Thursday, December 14, 2006

Raising Children and Training Horses: Are They The Same?

I recently attended a meeting of independent elementary school headmasters in out west. One evening, we were bused to a ranch for a demonstration by a horse whisperer, an old cowboy who explained the “humane” methods he used to break horses. The goal is to create a trusting relationship with the horse so that you can saddle and ride him and he will never turn on you or kick you when you fall. He declared that this is also the right way to teach children: just as he was doing with the frightened, bucking steed, we should also give children choices, provide boundaries, and, above all, create trust so that they will submit to you.
Fifty-nine headmasters nodded their heads in agreement and muttered things like “so true, so true.” I feared that my colleagues were not taking the demonstration as a simile, understanding that training horses and teaching children are two separate paradigms with some things—but not every thing—in common. I saw them appreciating the event as a full metaphor, that is, as an absolute comparison. We should be cautious of educational metaphors, for metaphors can be powerful. The really apt ones break our habits and neat categories of thought.
I realized that this horse-whisperer metaphor is how most “good” schools tend to deal with their students. Having choices implies freedom, yet despite the soothing words of the cowboy, the horse did not have a real choice, but a false one between isolation or surrender. Coercion is still coercion no matter how nice the coercer. Is this what headmasters thought they were doing as good, enlightened school leaders? Are they just the good cops with the same goals as the bad cops, namely conformity and cooperation, obedience and submission? Whatever happened to education as a mode of liberation, true to the etymology of the word—to be lead out, into the light?

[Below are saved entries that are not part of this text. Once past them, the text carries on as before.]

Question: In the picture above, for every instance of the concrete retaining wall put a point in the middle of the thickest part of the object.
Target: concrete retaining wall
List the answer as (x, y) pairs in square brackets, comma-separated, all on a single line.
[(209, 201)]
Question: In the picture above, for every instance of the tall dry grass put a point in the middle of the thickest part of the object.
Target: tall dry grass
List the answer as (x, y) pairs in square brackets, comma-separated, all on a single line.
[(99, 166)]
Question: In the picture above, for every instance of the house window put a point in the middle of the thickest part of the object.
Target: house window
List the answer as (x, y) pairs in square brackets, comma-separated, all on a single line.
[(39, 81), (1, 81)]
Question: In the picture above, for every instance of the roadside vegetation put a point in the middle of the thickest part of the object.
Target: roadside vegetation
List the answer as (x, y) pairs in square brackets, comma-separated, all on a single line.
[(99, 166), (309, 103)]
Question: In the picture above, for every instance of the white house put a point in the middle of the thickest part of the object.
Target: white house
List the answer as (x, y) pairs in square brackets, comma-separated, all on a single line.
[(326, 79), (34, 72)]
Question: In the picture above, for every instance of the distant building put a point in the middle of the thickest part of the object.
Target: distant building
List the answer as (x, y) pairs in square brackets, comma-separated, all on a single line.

On the bus ride home, as the others gushed, I asked if they saw danger in making such a complete identification between training a horse and teaching a child. Beware the metaphors you choose, I said, for they will dictate how you operate. If you must find a metaphor for education in the culture of a ranch, wouldn’t it be more interesting to ruminate on the rancher-writer Gretel Ehrlich’s reverential thoughts on work animals. I happened to have one of her books in my backpack and began to read: “Living with animals makes us redefine our ideas about intelligence. Horses are as mischievous as they are dependable. Stupid enough to let us use them, they are cunning enough to catch us off guard. We pay for their loyalty: they can be willful, hard to catch, dangerous to shoe, and buck on frosty mornings. In turn, they’ll work themselves into a lather cutting cows, not for the praise they’ll get but for the simple glory of out dodging a calf or catching up with an errant steer.” Now, isn’t that, I concluded, a less reductive, more complex and respectful picture of horses, and maybe children too?
The next morning, the president of the headmasters’ organization, in her opening remarks, reflected on the previous evening, stating that she was training a new puppy at home, which was really the same process, she now realized, as raising her children. I groaned, and later that afternoon, decided to resign my membership with the organization.
I left the conference early and roamed around the state for a while, thinking about how the crisis in school leadership is really about locating critical thinkers who are willing to eschew more lucrative careers in favor of challenging our society’s past solutions to educational problems. As I drove, I glimpsed a family of moose, grazing and nuzzling, and I just watched them in the early evening until they moved on to higher ground.